Courtesy of The Paris Review

By Eduardo Castillon

This is an independently submitted op-ed for our Quill section. Views and statements made in this article do not necessarily reflect the opinions of  The Tower.

“The more virgin our eyes are, the more we have to say. The most detestable habit in all modern cinema is the homage. I don’t want to see another goddamn homage in anybody’s movie” famous director Orson Welles spoke to a Paris film school in 1982. Widely regarded as one of the most foundational directors of all time, Welles warned prospective directors about being “marinated” in too many movies while still emphasizing the importance of watching “great films”. 

Welles’ strong opposition to the homage however contrasts starkly with cinephile director Quentin Tarantino’s style of imitating some of his favorite movies in his work.  Welles longs for the artist who has something original to produce to his industry, while Tarantino would seem to hold the homage as respecting the past, even if he himself considers it “stealing”. Both views of art seem opposed to one another, one modern, the other postmodern. How to resolve this? I believe our answer lies in a certain Argentinian author, Jorge Luis Borges.

After suffering a traumatic brain injury and contracting blood poisoning, Borges attempted to test his faculties by writing. Scared he had lost all of his prior ability, Borges chose not to write poems or articles, of which he’d written hundreds, rather he wanted to write something he’d never done before: short stories. What was produced was a fascinating work of meta-fiction, Pierre Menard, Author of Don Quixote.

The story is written from the perspective of a literary critic praising the unfinished work of fictional author Pierre Menard, Don Quixote. You may know the original Don Quixote was written by Miguel De Cervantes, however, Menard’s work is neither a copy nor a re-translation, it is Don Quixote’s word-for-word “recreation” that reflects Menard’s life and perspective. 

Menard first attempted to become the kind of person who’d spontaneously write the same book. He imitated Cervantes by learning 17th-century Spanish, adopting Roman Catholicism, and waging war with Turkey. Needless to say, he found this approach too easy. Instead, Menard wanted to see how Don Quixote changes if rather than a 17th-century Spaniard, its author was a 20th-century Frenchman. Even though the words are the same, the literary critic is astounded by Menard’s writing. 

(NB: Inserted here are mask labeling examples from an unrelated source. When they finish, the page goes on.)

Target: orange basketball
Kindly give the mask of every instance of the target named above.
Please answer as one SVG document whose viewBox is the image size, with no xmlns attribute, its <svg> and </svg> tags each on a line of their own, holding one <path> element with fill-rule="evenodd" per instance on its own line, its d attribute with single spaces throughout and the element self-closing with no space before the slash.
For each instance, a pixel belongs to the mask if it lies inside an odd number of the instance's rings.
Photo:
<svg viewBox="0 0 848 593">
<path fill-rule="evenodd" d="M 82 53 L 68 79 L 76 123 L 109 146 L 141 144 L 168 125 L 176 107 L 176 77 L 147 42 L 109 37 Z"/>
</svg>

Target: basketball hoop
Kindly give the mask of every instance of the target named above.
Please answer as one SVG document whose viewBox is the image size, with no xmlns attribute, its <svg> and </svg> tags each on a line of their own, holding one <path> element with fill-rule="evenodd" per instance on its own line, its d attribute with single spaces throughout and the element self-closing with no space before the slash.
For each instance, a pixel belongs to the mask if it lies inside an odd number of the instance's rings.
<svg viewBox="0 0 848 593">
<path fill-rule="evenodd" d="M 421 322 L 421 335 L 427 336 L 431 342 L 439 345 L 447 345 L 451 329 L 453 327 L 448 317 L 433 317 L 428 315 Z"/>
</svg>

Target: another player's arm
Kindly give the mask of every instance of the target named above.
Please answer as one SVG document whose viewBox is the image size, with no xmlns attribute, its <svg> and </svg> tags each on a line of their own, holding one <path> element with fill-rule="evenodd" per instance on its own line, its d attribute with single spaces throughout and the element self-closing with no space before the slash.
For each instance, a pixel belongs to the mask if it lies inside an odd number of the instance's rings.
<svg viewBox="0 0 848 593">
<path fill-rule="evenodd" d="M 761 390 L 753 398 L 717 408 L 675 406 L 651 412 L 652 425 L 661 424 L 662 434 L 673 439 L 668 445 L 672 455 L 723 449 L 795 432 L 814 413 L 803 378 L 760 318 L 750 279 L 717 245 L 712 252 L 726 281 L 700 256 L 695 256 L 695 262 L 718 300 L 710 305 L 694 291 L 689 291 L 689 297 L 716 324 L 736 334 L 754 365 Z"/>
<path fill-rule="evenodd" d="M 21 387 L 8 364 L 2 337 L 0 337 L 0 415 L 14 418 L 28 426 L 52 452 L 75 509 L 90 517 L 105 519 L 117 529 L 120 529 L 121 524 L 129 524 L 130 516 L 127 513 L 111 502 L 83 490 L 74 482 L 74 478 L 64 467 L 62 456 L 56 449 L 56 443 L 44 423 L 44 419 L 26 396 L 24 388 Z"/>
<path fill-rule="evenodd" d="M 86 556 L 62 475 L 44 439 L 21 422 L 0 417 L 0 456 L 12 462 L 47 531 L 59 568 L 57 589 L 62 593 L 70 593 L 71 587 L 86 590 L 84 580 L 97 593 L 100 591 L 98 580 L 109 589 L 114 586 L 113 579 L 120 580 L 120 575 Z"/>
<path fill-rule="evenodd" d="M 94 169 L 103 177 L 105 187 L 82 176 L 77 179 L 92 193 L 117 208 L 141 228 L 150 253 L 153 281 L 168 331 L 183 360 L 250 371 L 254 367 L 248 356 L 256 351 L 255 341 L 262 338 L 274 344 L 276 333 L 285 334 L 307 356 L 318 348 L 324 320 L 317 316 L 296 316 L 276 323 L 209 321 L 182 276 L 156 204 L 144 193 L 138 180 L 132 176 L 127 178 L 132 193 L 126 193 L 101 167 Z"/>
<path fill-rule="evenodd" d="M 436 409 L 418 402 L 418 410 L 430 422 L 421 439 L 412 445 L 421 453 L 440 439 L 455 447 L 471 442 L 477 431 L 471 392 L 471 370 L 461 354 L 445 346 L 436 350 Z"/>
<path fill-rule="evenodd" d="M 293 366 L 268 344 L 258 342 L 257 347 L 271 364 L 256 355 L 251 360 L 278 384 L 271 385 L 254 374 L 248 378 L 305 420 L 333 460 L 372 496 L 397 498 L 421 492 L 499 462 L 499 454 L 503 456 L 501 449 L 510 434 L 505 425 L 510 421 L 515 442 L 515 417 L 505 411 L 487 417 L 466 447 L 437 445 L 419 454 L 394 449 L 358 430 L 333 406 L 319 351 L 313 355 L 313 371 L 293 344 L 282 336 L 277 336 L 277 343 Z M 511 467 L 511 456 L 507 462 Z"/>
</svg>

The meaning of Menard’s Don Quixote has changed because of the reader’s impression of the author. Borges’ exploration of texts and the cultural contexts they are written in presents a new form of reading, one that produces an entirely different work depending on the background and meaning an author brings to their work. 

Borges’ short story is not simply to be understood as a case of the “death of the author”, but rather that the context and time surrounding a text dictates our reading of it to such a degree that reading itself becomes a fundamentally creative action.

Borges ties the authority of a text to both the reader and the author in a stunning union of modernist and postmodernist writing. While this may be a great deal to process, the implications of Borges’ work on our initial conflict between directors now can be clarified. 

Tarantino’s style of directorship is his own despite the original films he’s stealing from. Audiences approach his films as Tarantino films, they experience them totally detached from their sources of influence. Welles likewise is understood to be the great director behind Citizen Kane, and that context further transforms the act of viewing Welles’ films. Our “virgin eyes” are not so pure, but interwoven within a web of contexts.

 The director and audience are participating in a totally original act framed in the context of the films being viewed. The homage is really inconsequential to the meaning or creativity of a work when compared to the relationship between the artist, viewer, and the piece of art itself. The details of that relationship such as the background of the author, the approach of the viewer, and the task of the artwork itself, all enable us to create inspired and truly original works of art.